I've lurked on this site for years now and have found lots of good information so I'm turning to it now for a problem.

I purchased a Sharp Aquos 60" LCD last week. I easily connected my PS3 and HR20 DRV to HDMI Input1 and Input3. Yesterday I was watching TV via the HR20 with no problem. Turned it off, ran some errands etc..., came back and when I turned on the TV the input was blank then jumped to TV (which doesn't have a signal). I hit the input button on the TV remote to find that both inputs now have the circle with a slash and I cannot select them. I removed then replaced each connection to the TV - still it did not return to useable state. I moved both HDMI connections to other inputs, one of which is on the side port area of the TV (not my desired location).

I've e-mail Sharp but have yet to receive a reply back (probably due to the weekend) so I thought I'd try here.

I'm not a big TV geek but know and understand the basics. (I guess that's because I'm a girl...  

Any help or advice would be appreciated. Thanks


----------



## BarkingGhost (Dec 29, 2007)

If you bought this unit last week I would be contacting the folks that sold it to you and getting it replaced, or at least having them make effort on the problem.

Where did you buy the Sharp?


----------



## naijai (Aug 19, 2006)

I'd say just get it replaced from the store you bought it from and at least you got to use your inputs for a while i just got a new Sony 52" 52S5100 and none of the hdmi inputs work out of the box they are going to replace it with another one; so i'd say call the store and get a new one out


----------



## tlwarth (May 10, 2008)

Got it at BestBuy - Tomorrow I'll call Sharp and then BestBuy about replacement/problem resolution. Found it odd that both inputs would just go like that. I'm lucky to have the other inputs to fall back on... at least for now.


----------



## tlwarth (May 10, 2008)

Okay ... did I mention I'm a girl. I decided to get the book and checkout what it said about inputs. Well, I'm an idiot. My inputs are fine - input 1 and 3 are component and I don't have those connected so that's why they are blocked out.

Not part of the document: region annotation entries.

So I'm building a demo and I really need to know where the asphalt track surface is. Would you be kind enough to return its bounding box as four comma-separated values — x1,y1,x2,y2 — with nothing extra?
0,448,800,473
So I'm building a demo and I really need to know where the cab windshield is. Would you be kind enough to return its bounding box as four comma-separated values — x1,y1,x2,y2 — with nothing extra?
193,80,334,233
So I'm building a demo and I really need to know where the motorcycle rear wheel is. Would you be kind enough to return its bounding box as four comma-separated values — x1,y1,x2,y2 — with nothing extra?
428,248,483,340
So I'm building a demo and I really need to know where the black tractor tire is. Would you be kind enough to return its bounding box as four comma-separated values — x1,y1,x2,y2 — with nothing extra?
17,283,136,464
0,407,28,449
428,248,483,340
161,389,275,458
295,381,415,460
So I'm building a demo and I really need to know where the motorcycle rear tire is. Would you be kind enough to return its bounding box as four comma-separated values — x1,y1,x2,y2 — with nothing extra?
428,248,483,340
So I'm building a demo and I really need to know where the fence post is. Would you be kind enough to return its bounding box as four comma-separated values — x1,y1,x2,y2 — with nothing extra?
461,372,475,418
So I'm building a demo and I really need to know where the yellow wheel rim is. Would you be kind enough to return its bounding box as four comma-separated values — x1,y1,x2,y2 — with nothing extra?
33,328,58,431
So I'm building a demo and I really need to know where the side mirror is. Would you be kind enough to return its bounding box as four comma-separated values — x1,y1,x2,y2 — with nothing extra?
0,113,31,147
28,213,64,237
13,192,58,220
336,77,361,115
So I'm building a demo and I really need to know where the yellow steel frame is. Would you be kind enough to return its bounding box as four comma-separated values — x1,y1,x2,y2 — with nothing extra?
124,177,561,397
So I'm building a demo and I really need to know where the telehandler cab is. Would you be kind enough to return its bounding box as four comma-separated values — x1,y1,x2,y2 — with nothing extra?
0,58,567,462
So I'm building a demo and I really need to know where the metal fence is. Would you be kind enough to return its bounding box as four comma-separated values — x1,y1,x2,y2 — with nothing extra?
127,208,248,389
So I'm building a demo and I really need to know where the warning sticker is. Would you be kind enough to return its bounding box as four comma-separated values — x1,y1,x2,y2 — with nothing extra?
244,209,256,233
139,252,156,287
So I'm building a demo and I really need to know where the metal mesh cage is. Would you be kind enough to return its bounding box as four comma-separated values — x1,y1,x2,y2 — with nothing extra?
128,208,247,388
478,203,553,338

For some reason, all of the other input devices that aren't connected are switchable. So, basically I was just confused as to which inputs I had the PS3 and DRV connected to in the first place. (It's kind of hard to see/read back there.) 

I didn't need to confess my stupidity but thought I'd provide closure to this. 

I think I'll stick to lurking. :lol:


----------



## naijai (Aug 19, 2006)

Well looks like only one of us actually needs a replacement and keeps on enjoying yours  glad you figured it out


----------